The provision of a simple web interface to powerful algorithms that transparently process large data volumes is a valuable asset to users without computing expertise, and also to those who need a quick and easy way to retrieve annotation for novel variants. Having this tool integrated with the extensive, rich annotation available on the Ensembl website will facilitate interpretation and analysis of the data.

Direct use of the Ensembl Variation API enables users to incorporate consequence prediction into their variation software and pipelines, providing predicted consequences for an unlimited number of variants. By optimizing code and database access times it is possible to retrieve consequences for 1000 distinct variants in H.sapiens in <30 s; for D.rerio this takes <15 s.
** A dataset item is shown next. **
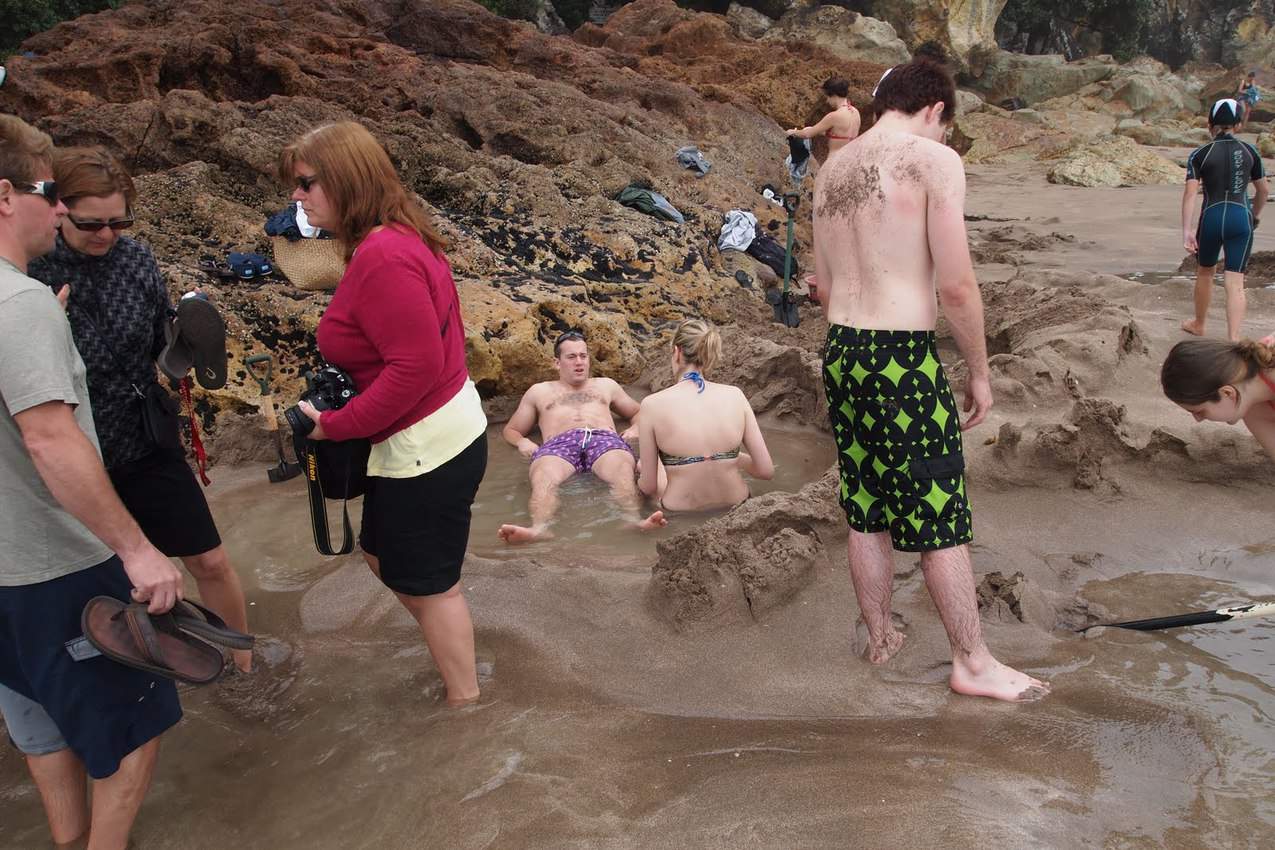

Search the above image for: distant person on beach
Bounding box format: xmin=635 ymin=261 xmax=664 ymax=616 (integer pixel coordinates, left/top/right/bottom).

The flexibility of the Ensembl API means that consequences can be predicted for any species with an Ensembl gene set, or using any valid Ensembl database on users' own systems. Using these features in coalition with others in the API enables the creation of advanced pipelines that can produce biologically important information from high-throughput experimental data. Such information is invaluable both as a screening system for variants and as an aid in the study of phenotypically linked variants.

Funding: Wellcome Trust; European Community's Seventh Framework Programme (FP7/2007-2013) under grant agreement number 200754 – the GEN2PHEN project.

Conflict of Interest: none declared.